Conservation of Culture

Q) Why do we need to conserve culture? Describe the main areas of Indian culture where conservation is needed?

Q) Identify important areas from the Indian tourism point of view where conservation is required. Explain with relevant examples?

Q) What should be the role of the government in the preservation, conservation of culture while promoting tourism?

Conservation has to be a concerted effort. It cannot be achieved in one area in isolation. Participation of local population is the most important aspect of conservation. The government with vast resources is definitely in a position to help in conservation efforts.

1. Conservation of Natural Heritage

The geographical diversity of India is unmatched. We have Goan beaches, deserts in Rajasthan, mighty Himalayas etc. But the most important feature of our natural heritage is the National parks and wildlife sanctuaries. National heritage is a strong marketing point in tourism. Uni-horn Rhino in Kaziranga, Tiger in Ranthambore and elephants of Periyar are examples. The increasing number of tourists is causing air, noise pollutions and affecting the eco system. The carrying capacities should be worked out by the tourism authorities in consultation with forest authorities and work out the no.of visitors to be allowed per day. This is already in practice at Ranthambore.

Eco-tourism aims at promoting a kind of responsible tourism which is eco-friendly and does not destroy the environmental balance. If we fail to preserve our natural heritage, other areas of our heritage dependent on natural heritage will also be destroyed. Authorities should formulate Do's and Don'ts for tourists, which should be enforced strictly. Visitors need to be educated about carrying capacity of the destination.

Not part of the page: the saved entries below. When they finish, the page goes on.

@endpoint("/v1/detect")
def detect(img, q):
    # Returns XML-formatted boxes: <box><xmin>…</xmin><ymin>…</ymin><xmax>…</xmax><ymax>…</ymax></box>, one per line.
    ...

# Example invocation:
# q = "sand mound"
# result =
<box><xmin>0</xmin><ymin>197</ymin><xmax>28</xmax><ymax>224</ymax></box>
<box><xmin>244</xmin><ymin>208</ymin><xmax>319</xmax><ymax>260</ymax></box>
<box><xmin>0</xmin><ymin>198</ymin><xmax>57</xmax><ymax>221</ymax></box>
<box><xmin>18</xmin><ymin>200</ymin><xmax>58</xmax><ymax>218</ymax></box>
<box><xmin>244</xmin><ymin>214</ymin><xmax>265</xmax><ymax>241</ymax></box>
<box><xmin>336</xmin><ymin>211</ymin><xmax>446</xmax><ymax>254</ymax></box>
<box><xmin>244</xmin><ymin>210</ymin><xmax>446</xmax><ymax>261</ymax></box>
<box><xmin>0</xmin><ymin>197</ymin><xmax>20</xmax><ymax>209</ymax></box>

The income from entry fee must be invested back for long term measures to preserve the landscape and its constituents. Investment should be make in R & D for proper care of the destination. We can replicate the successful models employed by national parks in USA and Europe after altering them to suit our specific needs.

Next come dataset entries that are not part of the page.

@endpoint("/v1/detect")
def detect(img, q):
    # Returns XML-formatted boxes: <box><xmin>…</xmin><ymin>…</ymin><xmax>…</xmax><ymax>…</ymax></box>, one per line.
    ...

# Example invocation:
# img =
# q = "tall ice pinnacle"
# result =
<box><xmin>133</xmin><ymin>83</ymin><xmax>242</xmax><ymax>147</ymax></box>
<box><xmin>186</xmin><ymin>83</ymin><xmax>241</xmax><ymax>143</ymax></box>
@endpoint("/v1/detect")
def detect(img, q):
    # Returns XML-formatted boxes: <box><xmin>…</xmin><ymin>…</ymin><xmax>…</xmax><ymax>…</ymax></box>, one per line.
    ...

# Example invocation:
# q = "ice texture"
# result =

2. Conservation of Historical Heritage

Historical heritage includes religious monuments, archaeological sites, palaces, houses etc. Laws must be enacted for the conservation of historical monuments. France was the first to enact a law to protect cultural property in 1809. In 1878 Indian Treasure Trove Act was passed. Greece and Egypt passed similar Acts. Ancient monuments preservation act and antiquities act were also passed by India. Archaeological Survey of India (ASI) was established in 1861 for the preservation of monuments and archaeological sites. Other states have also enacted laws based on central laws.

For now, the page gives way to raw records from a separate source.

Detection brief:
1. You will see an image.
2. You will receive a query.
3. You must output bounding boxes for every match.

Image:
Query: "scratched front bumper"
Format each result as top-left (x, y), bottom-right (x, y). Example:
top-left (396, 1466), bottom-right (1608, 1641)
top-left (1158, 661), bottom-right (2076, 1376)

World Heritage sites were declared by UNESCO for the protection of sites and monuments which are the concern of mankind. India has 16 cultural sites and 4 natural sites. Main problems in conservation of monuments are
  • Lack of awareness and importance by general public about monuments
  • Lack of infrastructure and man power
  • Defacement by visitors
  • Lack of co-ordination between governmental and non-governmental agencies
Agencies with expertise of preservation are
  • Archaeological Survey of India
  • State departments of archaeology & museum
  • National research laboratory for conservation
The no.of visitors must be limited keeping in mind the condition of the monuments. Visitors must be educated about conservation so that they behave responsibly inside such monuments. Revenue should be invested back for conservation. Large no.of monuments outside the list are defaced by locals with vested interests. Eg: Windows and doors of such houses are pulled out in Rajasthan and Gujarat.

3. Conservation of Artistic and Cultural Heritage

Our artistic and cultural heritage is our USP in international tourism market. While tourists are welcome to observe and understand our celebrations, efforts must be taken to insulate our heritage from getting affected by visitors' lifestyle. Eg: Pushkar Fair in Rajasthan became an area of drug use. Authentic Indian style of paintings and handicrafts have now become more tourist oriented. Their originality is lost.

4. Conservation of Socio-Economic Heritage

In an effort to attract tourists, states are opening up fragile areas like deserts, tribal areas, hills and coastal areas for tourists. AIDS have been reported in Jaisalmer as a result of this opening up policy. The behavioral pattern of young generation in Jaisalmer is similar to that of tourists which is a worrying sign. At Beneshwar tribal fair, due to lack of awareness tourists took photos of bathing tribal women which led to unrest. After this, Rajasthan stopped promoting this event to tourists.

While promoting tourism in sensitive areas, the authorities must consider
  • Carrying capacity
  • Special nature of fairs/festivals
  • Sensibilities of locals
  • Educating visitors about Do's and Don'ts
  • Discourage long stays by tourists
  • Only special interest tourists who are really interested must be allowed
  • Locals must be associated in tourism activities to reap economic benefits
  • Restricted heritage zones and open areas for tourists must be well defined
Such restrictions have really helped in preserving the heritage of Andaman and Nicobar and Lakshadweep Islands.